Karine, pratiquant la kiné respiratoire depuis plus de 20 ans sur les enfants sur les bébés, n’a constaté aucune annulation dans son cabinet depuis deux semaines. “Pour les parents, la kiné respiratoire agit sur le bien-être de leurs enfants, la nourriture, le sommeil… Il n’y a pas débat. Les cabinets de pédiatres sont déjà remplis, les urgences sont remplies alors qui surveille les enfants ? C’est nous. Nous prenons la saturation pour savoir si le bébé va bien ou s’il faut, au contraire, l’envoyer à l’hôpital.
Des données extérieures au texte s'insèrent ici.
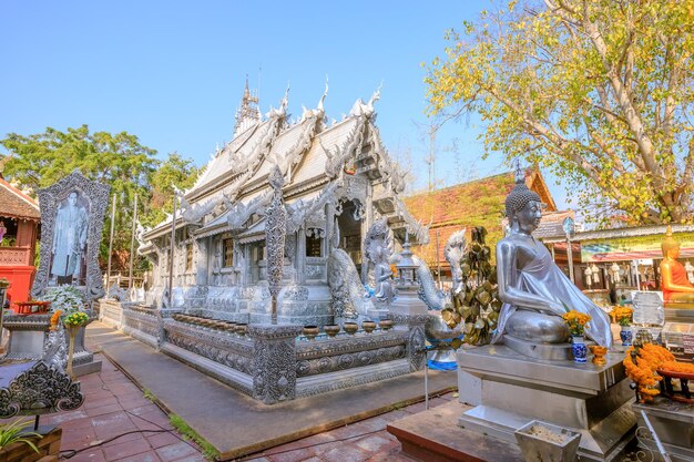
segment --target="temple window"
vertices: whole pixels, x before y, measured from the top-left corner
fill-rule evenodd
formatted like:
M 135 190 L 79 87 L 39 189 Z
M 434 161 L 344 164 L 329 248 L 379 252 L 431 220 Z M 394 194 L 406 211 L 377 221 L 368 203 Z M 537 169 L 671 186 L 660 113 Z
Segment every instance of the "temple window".
M 222 249 L 224 250 L 224 267 L 234 266 L 234 239 L 222 240 Z
M 318 233 L 310 233 L 306 236 L 306 256 L 320 257 L 323 248 L 323 239 Z

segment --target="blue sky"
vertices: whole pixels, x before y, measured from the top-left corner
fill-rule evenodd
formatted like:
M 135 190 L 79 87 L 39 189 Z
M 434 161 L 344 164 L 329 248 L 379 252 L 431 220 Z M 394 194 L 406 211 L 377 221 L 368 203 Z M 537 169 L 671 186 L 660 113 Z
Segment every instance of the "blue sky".
M 64 130 L 127 131 L 202 165 L 231 138 L 245 76 L 261 109 L 314 107 L 326 74 L 326 113 L 339 120 L 381 84 L 378 126 L 391 155 L 427 186 L 422 62 L 442 55 L 446 29 L 487 1 L 64 1 L 0 3 L 0 136 Z M 436 182 L 500 173 L 481 160 L 474 117 L 437 135 Z M 563 206 L 565 192 L 549 181 Z

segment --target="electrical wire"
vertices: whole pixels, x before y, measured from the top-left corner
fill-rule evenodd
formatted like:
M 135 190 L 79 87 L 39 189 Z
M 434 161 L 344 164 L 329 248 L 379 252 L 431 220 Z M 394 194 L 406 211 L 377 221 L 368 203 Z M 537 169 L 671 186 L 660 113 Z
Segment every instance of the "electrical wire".
M 104 355 L 104 356 L 105 356 L 105 355 Z M 136 383 L 135 383 L 135 382 L 134 382 L 134 381 L 130 378 L 130 376 L 125 374 L 125 373 L 124 373 L 124 371 L 123 371 L 123 370 L 122 370 L 122 369 L 121 369 L 121 368 L 120 368 L 116 363 L 114 363 L 114 362 L 113 362 L 113 361 L 111 361 L 111 360 L 109 360 L 109 362 L 111 362 L 111 363 L 112 363 L 112 365 L 113 365 L 116 369 L 119 369 L 121 372 L 123 372 L 123 374 L 124 374 L 125 377 L 127 377 L 127 378 L 131 380 L 131 382 L 132 382 L 133 384 L 135 384 L 135 387 L 137 387 L 137 386 L 136 386 Z M 100 379 L 101 379 L 101 377 L 100 377 Z M 159 423 L 152 422 L 151 420 L 147 420 L 147 419 L 143 418 L 142 415 L 137 415 L 137 414 L 134 414 L 134 413 L 130 412 L 129 410 L 125 410 L 125 409 L 123 408 L 123 405 L 121 404 L 121 400 L 119 399 L 119 397 L 118 397 L 118 396 L 116 396 L 116 394 L 115 394 L 115 393 L 114 393 L 114 392 L 113 392 L 113 391 L 109 388 L 109 386 L 108 386 L 106 383 L 104 383 L 103 379 L 101 379 L 101 387 L 100 387 L 100 388 L 101 388 L 101 390 L 110 391 L 111 393 L 113 393 L 113 398 L 115 398 L 115 401 L 116 401 L 116 402 L 118 402 L 118 404 L 121 407 L 121 409 L 123 409 L 123 410 L 124 410 L 124 412 L 125 412 L 126 414 L 132 415 L 132 417 L 135 417 L 135 418 L 137 418 L 137 419 L 140 419 L 140 420 L 143 420 L 143 421 L 145 421 L 145 422 L 147 422 L 147 423 L 150 423 L 150 424 L 152 424 L 152 425 L 154 425 L 154 427 L 157 427 L 157 428 L 159 428 L 159 430 L 131 430 L 131 431 L 127 431 L 127 432 L 124 432 L 124 433 L 118 434 L 118 435 L 115 435 L 115 437 L 111 437 L 111 438 L 109 438 L 108 440 L 99 441 L 99 443 L 96 443 L 96 444 L 90 444 L 90 445 L 88 445 L 86 448 L 82 448 L 82 449 L 68 449 L 68 450 L 64 450 L 64 451 L 60 451 L 60 458 L 61 458 L 61 459 L 72 459 L 72 458 L 74 458 L 76 454 L 79 454 L 79 453 L 81 453 L 81 452 L 83 452 L 83 451 L 89 451 L 89 450 L 92 450 L 92 449 L 94 449 L 94 448 L 99 448 L 99 446 L 101 446 L 101 445 L 103 445 L 103 444 L 106 444 L 106 443 L 110 443 L 110 442 L 112 442 L 112 441 L 115 441 L 115 440 L 118 440 L 119 438 L 125 437 L 125 435 L 127 435 L 127 434 L 133 434 L 133 433 L 170 433 L 171 435 L 173 435 L 174 438 L 178 439 L 180 441 L 185 442 L 187 445 L 190 445 L 191 448 L 193 448 L 195 451 L 197 451 L 197 452 L 202 452 L 202 451 L 200 450 L 200 448 L 197 448 L 196 445 L 192 444 L 190 441 L 185 440 L 184 438 L 181 438 L 181 435 L 180 435 L 177 432 L 175 432 L 174 430 L 169 430 L 169 429 L 165 429 L 165 428 L 163 428 L 162 425 L 160 425 Z M 137 388 L 140 389 L 140 387 L 137 387 Z M 142 391 L 142 389 L 140 389 L 140 390 Z M 161 409 L 161 408 L 160 408 L 160 405 L 159 405 L 156 402 L 154 402 L 154 405 L 156 405 L 156 407 L 157 407 L 157 409 L 160 409 L 162 412 L 164 412 L 165 414 L 167 414 L 167 413 L 166 413 L 163 409 Z

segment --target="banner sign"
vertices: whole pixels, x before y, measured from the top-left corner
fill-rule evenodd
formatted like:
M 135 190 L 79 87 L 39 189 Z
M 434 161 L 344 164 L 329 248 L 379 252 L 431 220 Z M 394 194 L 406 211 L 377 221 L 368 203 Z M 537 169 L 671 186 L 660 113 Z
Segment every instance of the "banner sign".
M 655 234 L 650 236 L 581 240 L 581 261 L 599 263 L 663 258 L 661 244 L 664 237 L 664 234 Z M 694 257 L 694 233 L 677 233 L 673 237 L 680 243 L 680 259 Z

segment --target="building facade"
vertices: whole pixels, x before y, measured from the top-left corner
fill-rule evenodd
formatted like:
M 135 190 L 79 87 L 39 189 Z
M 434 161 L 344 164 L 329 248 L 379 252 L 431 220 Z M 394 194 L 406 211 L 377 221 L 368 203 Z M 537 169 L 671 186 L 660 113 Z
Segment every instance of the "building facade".
M 217 319 L 269 319 L 265 226 L 273 195 L 268 178 L 277 166 L 287 215 L 278 320 L 323 326 L 346 317 L 335 306 L 347 306 L 347 317 L 368 316 L 372 307 L 361 299 L 367 230 L 379 218 L 399 240 L 406 229 L 415 239 L 426 239 L 427 230 L 407 211 L 405 175 L 381 143 L 374 109 L 378 92 L 331 123 L 323 106 L 326 95 L 327 86 L 317 106 L 292 123 L 286 95 L 262 117 L 246 84 L 233 140 L 217 150 L 196 184 L 181 192 L 175 223 L 171 216 L 139 235 L 139 251 L 154 266 L 147 301 L 202 309 Z M 335 249 L 348 258 L 338 258 Z

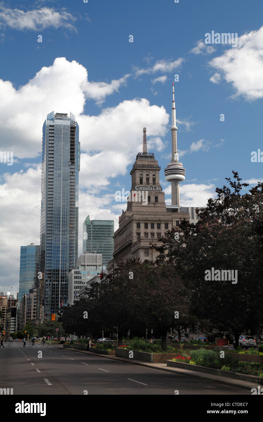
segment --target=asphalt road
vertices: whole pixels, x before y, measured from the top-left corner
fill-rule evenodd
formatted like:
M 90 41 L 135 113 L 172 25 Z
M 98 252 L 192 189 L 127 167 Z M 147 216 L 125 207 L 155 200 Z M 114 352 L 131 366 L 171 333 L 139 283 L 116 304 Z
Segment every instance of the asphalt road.
M 0 350 L 0 388 L 15 395 L 251 395 L 238 387 L 84 354 L 70 349 L 23 348 L 5 343 Z M 39 351 L 42 357 L 38 357 Z

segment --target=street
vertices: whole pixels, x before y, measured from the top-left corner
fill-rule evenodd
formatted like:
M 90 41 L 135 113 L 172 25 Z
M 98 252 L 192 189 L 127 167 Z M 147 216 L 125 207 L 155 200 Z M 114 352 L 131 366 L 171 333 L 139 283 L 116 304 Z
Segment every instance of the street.
M 0 388 L 15 395 L 251 395 L 188 375 L 58 348 L 4 343 L 0 350 Z M 38 357 L 39 351 L 42 357 Z

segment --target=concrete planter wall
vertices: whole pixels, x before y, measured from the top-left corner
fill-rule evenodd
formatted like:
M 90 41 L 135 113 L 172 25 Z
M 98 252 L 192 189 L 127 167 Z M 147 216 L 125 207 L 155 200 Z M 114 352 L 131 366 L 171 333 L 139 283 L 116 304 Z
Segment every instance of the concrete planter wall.
M 130 357 L 132 354 L 130 352 L 133 352 L 133 357 Z M 147 352 L 139 352 L 138 350 L 130 350 L 129 349 L 115 349 L 115 356 L 119 357 L 124 357 L 125 359 L 135 360 L 141 360 L 143 362 L 148 362 L 149 363 L 165 363 L 168 359 L 171 359 L 172 357 L 177 357 L 180 353 L 149 353 Z
M 263 356 L 259 354 L 246 354 L 243 353 L 230 353 L 235 359 L 238 359 L 239 362 L 258 362 L 258 363 L 263 363 Z
M 76 349 L 79 350 L 87 350 L 88 346 L 87 344 L 81 344 L 80 343 L 74 343 L 73 349 Z
M 168 343 L 168 344 L 169 346 L 171 345 L 169 343 Z M 172 346 L 173 347 L 177 347 L 180 349 L 180 350 L 187 349 L 189 350 L 197 350 L 198 349 L 205 349 L 209 350 L 214 350 L 215 352 L 220 352 L 220 350 L 227 351 L 229 348 L 228 346 L 225 347 L 217 346 L 205 346 L 204 344 L 204 344 L 203 346 L 194 346 L 193 344 L 189 344 L 187 343 L 184 343 L 183 344 L 177 345 L 176 343 L 175 344 L 173 343 Z
M 254 376 L 253 375 L 245 375 L 237 372 L 231 372 L 230 371 L 221 371 L 221 369 L 214 369 L 213 368 L 207 368 L 205 366 L 199 366 L 199 365 L 191 365 L 190 363 L 181 363 L 174 360 L 168 360 L 167 366 L 175 368 L 181 368 L 183 369 L 190 369 L 197 372 L 210 373 L 217 376 L 225 376 L 228 378 L 234 378 L 243 381 L 255 382 L 258 384 L 263 384 L 263 377 Z
M 109 354 L 112 356 L 115 355 L 115 350 L 102 350 L 101 349 L 97 349 L 96 347 L 90 347 L 89 352 L 98 353 L 99 354 Z

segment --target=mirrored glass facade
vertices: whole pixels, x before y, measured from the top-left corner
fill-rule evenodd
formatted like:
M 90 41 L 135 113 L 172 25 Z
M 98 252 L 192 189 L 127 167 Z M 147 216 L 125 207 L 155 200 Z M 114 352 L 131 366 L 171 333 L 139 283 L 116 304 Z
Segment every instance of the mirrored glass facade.
M 80 144 L 72 113 L 50 113 L 43 132 L 41 271 L 50 319 L 68 304 L 68 273 L 78 258 Z
M 20 267 L 19 276 L 18 303 L 33 285 L 38 287 L 40 246 L 39 245 L 29 245 L 20 247 Z
M 92 220 L 89 216 L 83 223 L 83 253 L 95 252 L 102 254 L 102 262 L 106 267 L 112 259 L 114 221 Z

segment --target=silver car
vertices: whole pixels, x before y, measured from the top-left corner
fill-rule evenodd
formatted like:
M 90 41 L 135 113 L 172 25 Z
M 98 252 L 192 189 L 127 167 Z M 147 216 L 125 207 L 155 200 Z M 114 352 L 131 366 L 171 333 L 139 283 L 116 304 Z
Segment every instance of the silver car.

Nous leur donnons aussi des conseils”, explique-t-elle. “Beaucoup d’enfants ne terminent pas à l’hôpital parce qu’on a été là. D’autant qu’on a mal lu les recommandations. Elles portent sur les bébés de moins de 12 mois ayant un premier épisode de bronchiolite sévère, c’est-à-dire hospitalisé et sous oxygène. À ce stade, évidemment qu’on ne fait pas de kiné respiratoire. Mais cela concerne, encore une fois, 3% des bébés.”
Celle qui se fait appeler “Tata Karine” sur les réseaux sociaux tient également à apporter une précision. “Aujourd’hui, on utilise le terme bronchiolite pour tout et n’importe quoi : les bronchites, les bronchites asthmatiformes, l’asthme chronique du nourrisson… La plupart des cas qu’on a en cabinet ne concernent pas la bronchiolite, mais toutes ces pathologies. Les recommandations ne prennent pas non plus en compte son évolution ces dernières années. Avant, les bronchiolites étaient très sifflantes alors que maintenant les enfants sont très glaireux. Le prise en charge par les kinés permet de faire en sorte que le bébé soit désencombré et puisse respirer normalement.” Elle souhaiterait enfin que tous ceux qui pratiquent la kiné respiratoire soient plus formés. “On est assez peu à s’occuper d’enfants. La pédiatrie est vraiment spécifique. Pour être crédibles, il faut vraiment savoir de quoi on parle.”